Llegaron a una puerta de hierro macizo con un marco de piedra todavía más maciza. Aunque se hubieran adentrado tanto en el castillo, D'Agosta seguía observando gotas de humedad en los sillares.

–La torre del homenaje –dijo Fosco, abriendo la puerta con otra llave.

Al otro lado había una escalera circular ancha y sin ventanas, que subía en espiral de las profundidades y se enroscaba sobre sus cabezas hasta fundirse con la oscuridad. Fosco sacó una linterna de pilas de un aplique, la encendió y subió en primer lugar por la escalera. Al cabo de cinco o seis vueltas llegaron a un pequeño rellano con una sola puerta. Tras abrirla con la enésima llave, Fosco les hizo pasar a lo que parecía un pequeño apartamento habilitado en la antigua torre maestra, con ventanitas que daban al valle del Greve y a las colinas del sur de Florencia. La chimenea del fondo estaba encendida; el suelo de cerámica cubierto con alfombras persas. Delante de la chimenea había una agradable zona de descanso, con una mesa bien provista de vinos y licores y toda una pared de estanterías llenas de libros.
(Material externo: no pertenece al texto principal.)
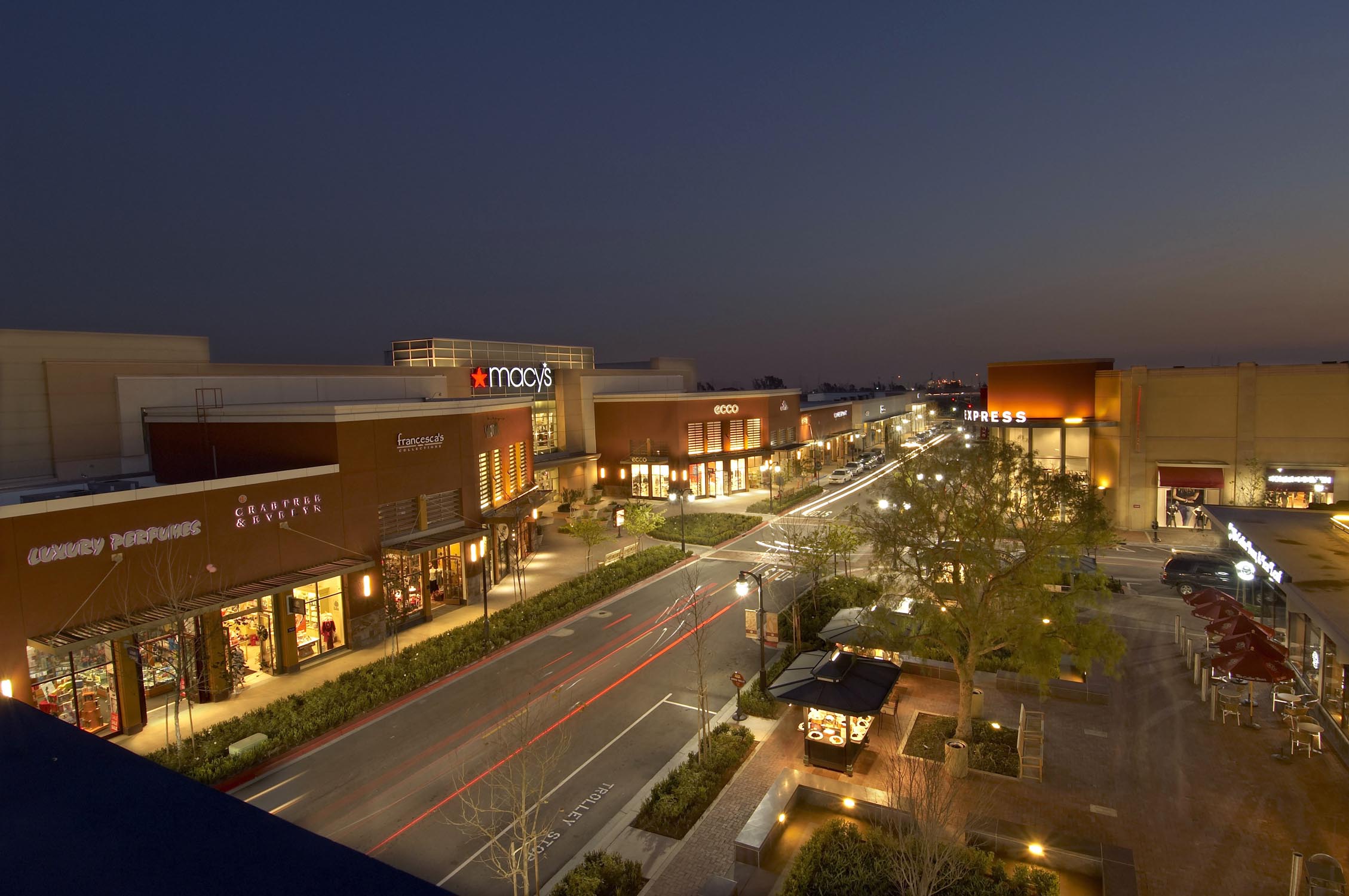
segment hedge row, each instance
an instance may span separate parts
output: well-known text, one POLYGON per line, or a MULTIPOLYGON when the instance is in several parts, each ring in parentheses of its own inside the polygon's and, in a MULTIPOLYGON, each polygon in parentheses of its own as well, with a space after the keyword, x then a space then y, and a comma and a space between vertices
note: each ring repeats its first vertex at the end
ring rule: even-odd
POLYGON ((585 853, 580 865, 557 881, 549 896, 637 896, 646 878, 642 864, 615 853, 585 853))
POLYGON ((393 660, 380 659, 348 669, 309 691, 204 729, 181 749, 165 748, 150 758, 204 784, 223 781, 672 567, 683 557, 674 547, 648 548, 492 613, 490 644, 484 644, 482 625, 451 629, 405 648, 393 660), (229 756, 231 744, 258 731, 267 735, 263 748, 246 756, 229 756))
MULTIPOLYGON (((963 874, 942 896, 1059 896, 1059 877, 1043 868, 1017 865, 1010 872, 993 853, 956 847, 963 874)), ((896 864, 927 856, 917 839, 898 839, 882 827, 859 830, 853 822, 830 819, 805 841, 781 896, 904 896, 896 864)))
POLYGON ((773 498, 770 502, 768 498, 764 501, 755 501, 746 510, 750 513, 782 513, 793 505, 799 505, 807 498, 813 498, 815 495, 824 494, 824 486, 805 486, 804 488, 797 488, 796 491, 788 491, 781 498, 773 498))
POLYGON ((722 722, 712 729, 703 761, 699 762, 697 753, 689 753, 681 765, 670 769, 646 795, 633 826, 676 839, 684 837, 751 749, 754 735, 749 729, 722 722))
MULTIPOLYGON (((738 534, 749 532, 761 522, 764 522, 764 517, 747 513, 685 513, 684 541, 688 544, 716 545, 727 538, 734 538, 738 534)), ((674 515, 666 517, 661 528, 652 533, 652 537, 665 541, 679 541, 679 533, 680 518, 674 515)))

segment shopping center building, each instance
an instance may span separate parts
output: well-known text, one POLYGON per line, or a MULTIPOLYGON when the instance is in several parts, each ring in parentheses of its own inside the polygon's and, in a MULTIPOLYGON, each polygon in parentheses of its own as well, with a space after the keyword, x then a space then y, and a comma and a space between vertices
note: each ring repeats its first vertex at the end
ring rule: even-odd
POLYGON ((147 409, 152 474, 136 487, 0 506, 0 679, 130 733, 175 688, 224 699, 479 598, 534 537, 530 412, 147 409))
MULTIPOLYGON (((989 364, 985 436, 1089 476, 1125 529, 1194 525, 1195 507, 1333 505, 1349 483, 1349 363, 989 364)), ((1349 484, 1338 499, 1349 498, 1349 484)))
Eccoci qua! Espero que sus aposentos les resulten confortables. Hay dos pequeños dormitorios, uno a cada lado. ¿A que el paisaje es encantador? Me preocupa que no hayan traído equipaje. Haré que Pinketts les provea de todo lo que necesiten: maquinillas de afeitar, albornoces, zapatillas y camisas de dormir.

–Dudo mucho que nos quedemos a pasar la noche.

–Y yo dudo mucho que se vayan. –El conde sonrió–. Aquí cenamos tarde, a la europea. A las nueve.

Retrocedió con una reverencia y cerró la puerta de un sonoro golpe. D'Agosta, con el alma en los pies, oyó el roce de la llave en la cerradura y los pasos del conde, que se alejaron rápido por la escalera.